You can start showing your older child books and shows with children. You can tell him about how he was when he was a baby, wore diapers, sat in a high chair, couldn't walk yet, couldn't bathe himself, needed help sitting up, put everything in sight in his mouth. Talk about all the things he used to do.
You can involve him in helping baby brother grow up. He can help feed him, hold the bottle, get the diaper bag or changing items, play with baby with toys. In the beginning, baby will take a lot of time because of nursing. However, I would feed bottles to my child and sit on the couch. I could play with the other one at the same time. I moved the high chair into the living room, so I could watch my older child. Sometimes I moved a few of my older child's favorite toys to the kitchen while I fed the younger.
You can start playing learning games with the older one while you are feeding the baby. I play a game I made up called "Blues Clues". It's basically the same theory as "I Spy". I tell my child to find a color, shape, number, an item beinning with a letter or sound, etc. You can put whatever theory behind it you want. You can make it a special time for all of you.
I think it's important to teach littles ones how to play together, look out for each other and have individual time. I set time out for just my older son and just my younger son. I read books to my older son while the other plays with his toys or looks at pictures. Sometimes we sing together, go to the store, work on school things like writing or learning letters. You can show the older child there are things the younger cannot do yet, and make those times feel special to him. He can stay up later. He can eat new foods. He can play on different equipment at the park, play putt-putt golf, go bowling, etc. I get my younger son to be excited about the new things that the older can do and vice versa. My older son is excited to teach his younger brother how to write, learn numbers, play a game, etc. They are both really excited together about playing and learning.

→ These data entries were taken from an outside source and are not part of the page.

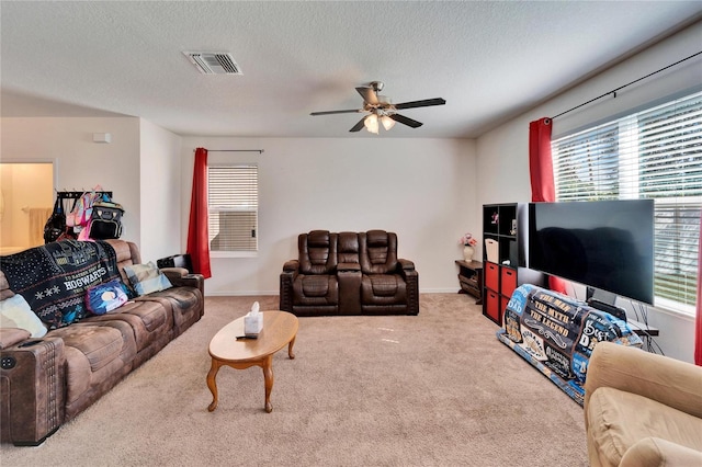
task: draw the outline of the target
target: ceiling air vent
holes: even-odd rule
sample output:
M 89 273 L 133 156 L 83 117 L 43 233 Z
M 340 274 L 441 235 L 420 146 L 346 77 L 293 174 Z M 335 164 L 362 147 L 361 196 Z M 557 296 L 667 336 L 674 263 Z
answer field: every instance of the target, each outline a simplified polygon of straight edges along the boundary
M 231 55 L 218 52 L 183 52 L 203 75 L 242 75 Z

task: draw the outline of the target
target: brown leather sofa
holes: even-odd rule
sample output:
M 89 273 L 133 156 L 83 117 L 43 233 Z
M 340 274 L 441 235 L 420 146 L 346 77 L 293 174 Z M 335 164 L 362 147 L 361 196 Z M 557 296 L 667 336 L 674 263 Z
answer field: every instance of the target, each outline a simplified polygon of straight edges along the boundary
M 283 265 L 280 308 L 297 316 L 417 315 L 419 274 L 385 230 L 313 230 Z
M 107 242 L 115 250 L 122 281 L 128 284 L 124 267 L 141 263 L 138 248 L 123 240 Z M 173 287 L 50 330 L 43 338 L 31 339 L 24 329 L 0 329 L 0 441 L 41 444 L 200 320 L 203 276 L 181 267 L 161 272 Z M 0 298 L 12 296 L 0 272 Z

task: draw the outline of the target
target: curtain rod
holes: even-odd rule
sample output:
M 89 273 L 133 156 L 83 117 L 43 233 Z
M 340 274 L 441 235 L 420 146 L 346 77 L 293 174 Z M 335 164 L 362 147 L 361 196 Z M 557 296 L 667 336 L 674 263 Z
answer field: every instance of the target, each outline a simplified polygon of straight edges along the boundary
M 661 68 L 661 69 L 659 69 L 659 70 L 657 70 L 657 71 L 654 71 L 653 73 L 648 73 L 648 75 L 646 75 L 645 77 L 641 77 L 641 78 L 635 79 L 634 81 L 629 82 L 629 83 L 626 83 L 626 84 L 624 84 L 624 86 L 620 86 L 619 88 L 613 89 L 613 90 L 612 90 L 612 91 L 610 91 L 610 92 L 605 92 L 605 93 L 604 93 L 604 94 L 602 94 L 602 95 L 598 95 L 598 96 L 597 96 L 597 98 L 595 98 L 595 99 L 590 99 L 588 102 L 584 102 L 584 103 L 581 103 L 580 105 L 576 105 L 576 106 L 575 106 L 575 107 L 573 107 L 573 109 L 568 109 L 568 110 L 567 110 L 567 111 L 565 111 L 565 112 L 561 112 L 558 115 L 556 115 L 556 116 L 552 116 L 552 117 L 551 117 L 551 119 L 558 118 L 559 116 L 565 115 L 565 114 L 567 114 L 568 112 L 573 112 L 573 111 L 575 111 L 576 109 L 580 109 L 580 107 L 581 107 L 581 106 L 584 106 L 584 105 L 587 105 L 587 104 L 589 104 L 589 103 L 592 103 L 592 102 L 595 102 L 595 101 L 598 101 L 598 100 L 600 100 L 600 99 L 602 99 L 602 98 L 605 98 L 605 96 L 608 96 L 608 95 L 610 95 L 610 94 L 613 94 L 613 96 L 614 96 L 614 98 L 616 98 L 616 91 L 620 91 L 620 90 L 622 90 L 622 89 L 626 88 L 627 86 L 632 86 L 632 84 L 634 84 L 634 83 L 637 83 L 638 81 L 644 80 L 644 79 L 646 79 L 646 78 L 649 78 L 649 77 L 652 77 L 652 76 L 654 76 L 654 75 L 656 75 L 656 73 L 659 73 L 659 72 L 661 72 L 661 71 L 665 71 L 665 70 L 667 70 L 668 68 L 675 67 L 676 65 L 680 65 L 680 64 L 682 64 L 683 61 L 689 60 L 690 58 L 697 57 L 697 56 L 698 56 L 698 55 L 700 55 L 700 54 L 702 54 L 702 52 L 698 52 L 697 54 L 692 54 L 691 56 L 686 57 L 686 58 L 683 58 L 682 60 L 678 60 L 678 61 L 676 61 L 675 64 L 668 65 L 667 67 L 664 67 L 664 68 Z
M 195 149 L 193 149 L 195 152 Z M 207 152 L 258 152 L 263 153 L 263 149 L 207 149 Z

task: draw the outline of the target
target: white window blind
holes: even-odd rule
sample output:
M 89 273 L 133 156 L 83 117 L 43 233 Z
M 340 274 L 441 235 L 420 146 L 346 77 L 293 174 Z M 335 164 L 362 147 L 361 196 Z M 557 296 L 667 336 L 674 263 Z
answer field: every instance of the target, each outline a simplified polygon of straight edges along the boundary
M 258 250 L 258 166 L 207 168 L 211 251 Z
M 655 200 L 656 305 L 692 312 L 702 92 L 552 141 L 557 201 Z

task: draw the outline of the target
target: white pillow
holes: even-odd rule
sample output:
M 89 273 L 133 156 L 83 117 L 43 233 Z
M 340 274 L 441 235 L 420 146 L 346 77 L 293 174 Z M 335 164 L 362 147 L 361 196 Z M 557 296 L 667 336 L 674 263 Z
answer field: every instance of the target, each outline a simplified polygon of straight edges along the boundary
M 46 326 L 19 294 L 0 300 L 0 328 L 25 329 L 32 333 L 33 338 L 42 338 L 46 334 Z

It can feel overwhelming to bring home a new baby, but it make take some scheduling. Think about the time it takes to do laundry, clean the house, feed baby and change him, making meals, naps, etc. You can find time that baby is sleeping to play with the older sibling alone. There are so many new and exciting things that the older sibling has yet to experience and learn that he doesn't have to feel left out. Give him things to look forward to, goals, inspiration, activities, time with just Dad or just Mom. He will be just as excited to have a new baby in the house as you are.